An innovative frog-exporting business is a new departure for the private-lending arm of the World Bank, writes Demetri Sevastopulo, Financial Times (London, May 3, 2003, Saturday USA Edition 1)
They may not have studied at Harvard Business School but the International Finance Corporation’s latest recruits are doing more than their fair share to promote sustainable development. Decked out in vivid colours, the tiny amphibians at the private-lending arm of the World Bank are poison-dart frogs. Known as Epipedobates and Dendrobates, they are part of a business model to protect Peruvian rainforests.
The IFC and a local partner are establishing a frog ranching and export business. “We are promoting sustainable cultivation of poison-dart frogs for export so local people can earn a better living from conserving the forest than cutting it down,” said Sam Keller, the IFC officer responsible for the project. The move reflects a new trend in the way the IFC does business. Other projects in the pipeline include a catch-and-release eco-tourism fly-fishing venture in Mongolia.
“The IFC used to fulfil its mission largely by providing financing for private-sector projects in developing countries when few other institutions would do so,” said Mr. Keller. “But now we are trying to identify activities that provide environmental and social benefits while enhancing the bottom line.”
Using a technique developed by German biologist Rainer Schulte, fanners, or campesinos, attach half-cut plastic bottles to trees, filling them with water to create breeding pools in which frogs deposit tadpoles hatched from the females’ eggs.
Subsistence farmers can earn more selling frogs to pet markets than selling trees to loggers. Campesinos generally earn $50 a month but the IFC hopes to boost their income to $115. In the process, it estimates it can save 3,000 hectares of forest.
The genesis for the project came from Dutch biologist Jan Post, who stumbled on the potential of frogs. After buying his daughter five less exotic frogs, she bred them into 100 that she sold at an amphibian day in Baltimore, Maryland. “By 4pm she had sold the whole lot for $750.” Mr. Post noted that poison-dart frogs, more difficult to breed, fetched higher prices. He then developed the project, working with Mr. Schulte, before bringing it to the IFC to obtain finance. The project won the World Bank’s Innovation in the Marketplace award.
Sabrina Bimer, a biodiversity business consultant who did research for the IFC, said: “They (poison-dart frogs) range in price from $40 to $120.” Rarer species can fetch as much as $200. The largest market outside the US is Germany, where there are an estimated 10,000 frog enthusiasts.
Frogs & Forests, as the IFC-backed business is called, is steering clear of the seamier side of the trade in rare animals.

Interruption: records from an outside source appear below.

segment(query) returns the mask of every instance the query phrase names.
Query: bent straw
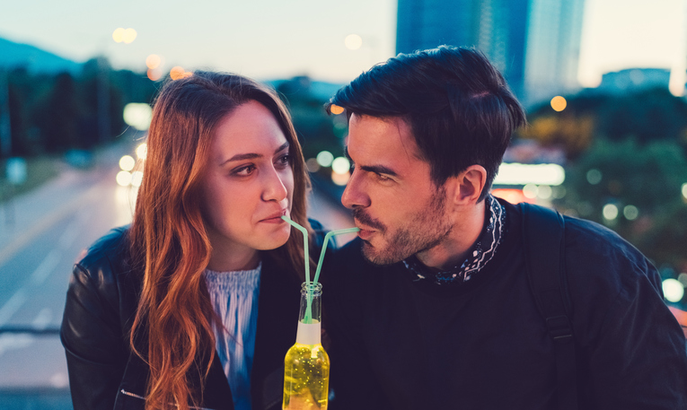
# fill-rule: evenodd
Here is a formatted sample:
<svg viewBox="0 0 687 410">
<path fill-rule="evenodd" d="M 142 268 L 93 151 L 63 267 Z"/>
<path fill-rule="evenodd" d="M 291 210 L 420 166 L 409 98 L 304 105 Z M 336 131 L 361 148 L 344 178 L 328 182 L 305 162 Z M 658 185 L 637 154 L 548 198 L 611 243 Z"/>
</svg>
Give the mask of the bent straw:
<svg viewBox="0 0 687 410">
<path fill-rule="evenodd" d="M 305 283 L 310 284 L 310 263 L 309 263 L 310 257 L 308 255 L 308 230 L 299 225 L 298 223 L 291 221 L 291 218 L 289 218 L 286 215 L 282 215 L 281 219 L 283 219 L 284 221 L 286 221 L 287 222 L 291 224 L 291 226 L 297 229 L 298 231 L 301 231 L 301 233 L 303 233 L 303 249 L 304 249 L 304 252 L 305 253 L 305 256 L 304 256 Z"/>
<path fill-rule="evenodd" d="M 322 262 L 324 262 L 324 253 L 327 251 L 327 243 L 329 243 L 330 238 L 336 235 L 342 235 L 344 233 L 352 233 L 360 231 L 359 228 L 347 228 L 339 231 L 331 231 L 324 235 L 324 242 L 322 243 L 322 250 L 320 252 L 320 260 L 317 262 L 317 270 L 315 271 L 315 277 L 313 281 L 313 286 L 310 286 L 310 258 L 308 255 L 308 231 L 303 226 L 292 221 L 288 216 L 282 215 L 281 219 L 287 222 L 291 226 L 295 227 L 303 233 L 303 249 L 304 252 L 304 265 L 305 265 L 305 284 L 308 288 L 308 296 L 306 299 L 307 306 L 305 308 L 305 315 L 303 318 L 304 323 L 313 323 L 313 288 L 317 284 L 317 280 L 320 278 L 320 270 L 322 268 Z"/>
<path fill-rule="evenodd" d="M 320 270 L 322 268 L 322 263 L 324 262 L 324 253 L 327 251 L 327 243 L 330 238 L 336 235 L 343 235 L 345 233 L 353 233 L 360 231 L 360 228 L 347 228 L 340 229 L 339 231 L 331 231 L 324 235 L 324 243 L 322 243 L 322 250 L 320 252 L 320 260 L 317 262 L 317 270 L 315 270 L 315 278 L 313 279 L 313 283 L 317 284 L 317 280 L 320 279 Z"/>
<path fill-rule="evenodd" d="M 304 253 L 304 265 L 305 266 L 305 284 L 308 289 L 308 296 L 305 298 L 307 306 L 305 308 L 305 316 L 303 318 L 303 321 L 305 324 L 313 323 L 313 287 L 310 286 L 310 257 L 308 255 L 308 230 L 299 225 L 298 223 L 291 221 L 286 215 L 282 215 L 281 219 L 289 222 L 291 226 L 297 229 L 303 233 L 303 251 Z"/>
</svg>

Less highly principled entrepreneurs supply pet lovers in the developed world with protected species and have links with criminal networks.
Under the Convention on International Trade in Endangered Species, trading the frogs is only permitted as long as the population is sustained. The IFC estimates the trade in smuggled poison-dart frogs is as much as $2m a year. Mr. Keller said a benefit of the IFC project is that it would help reverse a declining population.
“We should be able to capture a fair amount of the legal market share and displace a considerable amount of the illegal trade because we are a low-cost producer and consumers prefer to buy legally imported frogs if they are available,” said Mr. Keller.
Poison-dart frogs are so named because of the tribal practice, which still exists in parts of Colombia, of extracting their toxin for darts that are shot from blowpipes to kill animals. The frogs can easily adapt to urban life. When removed from their natural habitat they lose their toxicity and pose no threat to their owners.